In 2018, Nippert won a Press Fellowship to Wolfson College, Cambridge.

== Career ==
As a student, Nippert was deputy editor of Salient, the weekly student magazine published by VUWSA.

Nippert began his career writing general interest feature stories with a preference for the arts. From 2010, he began to focus on business and white-collar crime. He is a member of the International Consortium of Investigative Journalists.

Nippert joined The New Zealand Herald as an investigative reporter in 2014. He has also worked for the New Zealand Listener, the New Zealand Herald on Sunday, the National Business Review and the Sunday Star-Times.
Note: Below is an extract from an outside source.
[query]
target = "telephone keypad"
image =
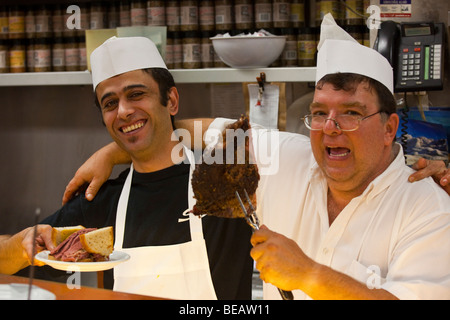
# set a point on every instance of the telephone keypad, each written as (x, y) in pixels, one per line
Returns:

== The 'tax gap' series ==
Nippert's series of New Zealand Herald articles in 2016 revealed that 20 high-profile firms earning revenue in New Zealand paid a surprisingly low level of tax. The series was credited in parliamentary speeches for igniting pressure for corporate tax reform and was excerpted in A Moral Truth: 150 Years of Investigative Journalism in New Zealand, edited by James Hollings. Hollings opined that "Nippert is helping cement the role of investigative journalism as a core part of New Zealand public life".

== Awards ==
- 2024: New Zealand Shareholders' Association Business Journalism Awards – Best Business News story.
- 2018: Voyager Media Awards – Wolfson Fellow and Business Journalist of the Year.
- 2017: Canon Media Awards – Reporter of the Year and Best Investigation.
- 2016: EY New Zealand Business Journalism Awards – Business News Writer of the Year.
- 2016: Canon Media Awards – Reporter of the Year; Business News Writer of the Year, Best Innovation in Storytelling.
- 2015: EY New Zealand Business Journalism Awards – Journalist of the Year; Canon Media Awards – Business Reporter of the Year.
- 2009: Qantas Media Awards – Magazine Feature Writer of the Year (Junior).
- 2003: Aotearoa Student Press Association Awards – News Writer of the Year; Feature Writer of the Year.